= Wilhelm Fleischmann =

German agriculturist and chemist (1837–1920)

Wilhelm Fleischmann (31 December 1837 in Erlangen - 13 January 1920 in Göttingen) was a German agriculturist and chemist. He is known for his work on the chemistry of milk.

==Biography==
He received his education at Nuremberg, Würzburg, Erlangen and Munich. In Justus von Liebig's laboratory in 1862, he began work on agricultural chemistry, and in 1864-67 while teaching in the Realschule at Memmingen conducted experiments there. From 1867 to 1876, he was principal of the Realschule at Lindau and for the following 10 years directed the first dairy experiment station of Germany, in the vicinity of Lalendorf, Mecklenburg.

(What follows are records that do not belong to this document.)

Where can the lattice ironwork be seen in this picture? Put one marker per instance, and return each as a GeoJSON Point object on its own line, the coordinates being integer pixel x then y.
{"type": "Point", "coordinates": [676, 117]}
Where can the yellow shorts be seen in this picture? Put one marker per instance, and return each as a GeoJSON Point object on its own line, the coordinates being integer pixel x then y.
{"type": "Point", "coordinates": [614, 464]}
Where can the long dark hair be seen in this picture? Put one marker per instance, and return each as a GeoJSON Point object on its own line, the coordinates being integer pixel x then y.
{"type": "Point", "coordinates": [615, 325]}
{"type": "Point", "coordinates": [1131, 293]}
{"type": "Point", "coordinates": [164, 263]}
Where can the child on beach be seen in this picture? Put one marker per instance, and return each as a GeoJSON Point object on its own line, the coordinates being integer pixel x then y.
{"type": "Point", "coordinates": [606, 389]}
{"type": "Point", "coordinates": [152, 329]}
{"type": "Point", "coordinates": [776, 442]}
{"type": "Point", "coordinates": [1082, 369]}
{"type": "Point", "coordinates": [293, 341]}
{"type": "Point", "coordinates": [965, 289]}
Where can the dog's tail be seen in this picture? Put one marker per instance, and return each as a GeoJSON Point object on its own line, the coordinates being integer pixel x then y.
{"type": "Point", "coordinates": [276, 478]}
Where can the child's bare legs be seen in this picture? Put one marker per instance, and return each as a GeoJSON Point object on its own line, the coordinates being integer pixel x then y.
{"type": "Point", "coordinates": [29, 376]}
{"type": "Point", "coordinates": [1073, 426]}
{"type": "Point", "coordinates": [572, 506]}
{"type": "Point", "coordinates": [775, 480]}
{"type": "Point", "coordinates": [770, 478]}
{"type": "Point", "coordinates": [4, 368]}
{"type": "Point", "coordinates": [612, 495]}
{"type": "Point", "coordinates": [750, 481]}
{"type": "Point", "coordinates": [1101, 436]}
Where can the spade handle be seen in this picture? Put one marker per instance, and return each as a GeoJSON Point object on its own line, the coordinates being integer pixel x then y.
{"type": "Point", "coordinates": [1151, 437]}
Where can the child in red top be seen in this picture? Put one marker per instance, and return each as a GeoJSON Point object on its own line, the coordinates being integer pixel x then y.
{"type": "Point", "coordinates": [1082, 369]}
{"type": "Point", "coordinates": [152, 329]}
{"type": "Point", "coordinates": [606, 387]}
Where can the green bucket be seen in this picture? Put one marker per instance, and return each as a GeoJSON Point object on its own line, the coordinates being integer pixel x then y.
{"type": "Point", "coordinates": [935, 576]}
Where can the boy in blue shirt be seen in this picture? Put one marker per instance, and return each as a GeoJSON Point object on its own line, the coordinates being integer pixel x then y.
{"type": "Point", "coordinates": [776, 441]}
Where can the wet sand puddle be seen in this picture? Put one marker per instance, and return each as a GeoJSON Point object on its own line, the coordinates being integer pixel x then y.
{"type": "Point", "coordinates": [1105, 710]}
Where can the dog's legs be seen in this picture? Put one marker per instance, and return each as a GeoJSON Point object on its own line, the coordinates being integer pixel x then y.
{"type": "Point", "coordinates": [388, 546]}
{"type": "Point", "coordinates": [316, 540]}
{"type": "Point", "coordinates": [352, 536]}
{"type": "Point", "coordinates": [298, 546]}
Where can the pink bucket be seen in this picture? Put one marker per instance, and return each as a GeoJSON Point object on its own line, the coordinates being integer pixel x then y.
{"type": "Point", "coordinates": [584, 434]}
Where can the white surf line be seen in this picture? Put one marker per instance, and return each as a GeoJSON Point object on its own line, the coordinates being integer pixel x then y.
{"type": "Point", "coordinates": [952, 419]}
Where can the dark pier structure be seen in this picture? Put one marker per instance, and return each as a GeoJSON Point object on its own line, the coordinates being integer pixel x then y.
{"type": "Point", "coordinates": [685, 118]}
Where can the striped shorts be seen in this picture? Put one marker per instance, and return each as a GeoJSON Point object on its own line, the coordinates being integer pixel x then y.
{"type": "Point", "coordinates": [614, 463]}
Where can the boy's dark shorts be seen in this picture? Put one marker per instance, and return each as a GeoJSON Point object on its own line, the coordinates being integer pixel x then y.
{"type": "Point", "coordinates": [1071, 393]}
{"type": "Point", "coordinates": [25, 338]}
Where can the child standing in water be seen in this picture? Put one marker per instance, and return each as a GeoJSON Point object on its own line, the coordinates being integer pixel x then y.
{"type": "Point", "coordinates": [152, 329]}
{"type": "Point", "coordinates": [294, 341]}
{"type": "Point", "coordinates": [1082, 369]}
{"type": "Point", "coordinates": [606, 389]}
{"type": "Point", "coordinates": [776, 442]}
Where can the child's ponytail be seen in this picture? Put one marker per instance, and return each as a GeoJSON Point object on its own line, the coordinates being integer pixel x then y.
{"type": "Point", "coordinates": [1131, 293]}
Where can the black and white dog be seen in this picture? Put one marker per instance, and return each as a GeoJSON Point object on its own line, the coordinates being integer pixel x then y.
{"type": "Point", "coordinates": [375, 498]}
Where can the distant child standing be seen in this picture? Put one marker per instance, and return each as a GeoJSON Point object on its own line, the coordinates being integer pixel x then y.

From 1886 to 1896, he was director of the Agricultural Institute at Königsberg and of that at Göttingen after 1896. He did important work in the chemistry of milk.

==Writings==
His works include: Handbuch des Molkereiwesens (1876), Altgermanische und altrömische Agrarverhaltnisse (1906), Lehrbuch der Milkwirtschaft (1908; English and Russian translations), and Cäsar, Tacitus, Karl der Grösse, und die deutsche Landwirtschaft (1911).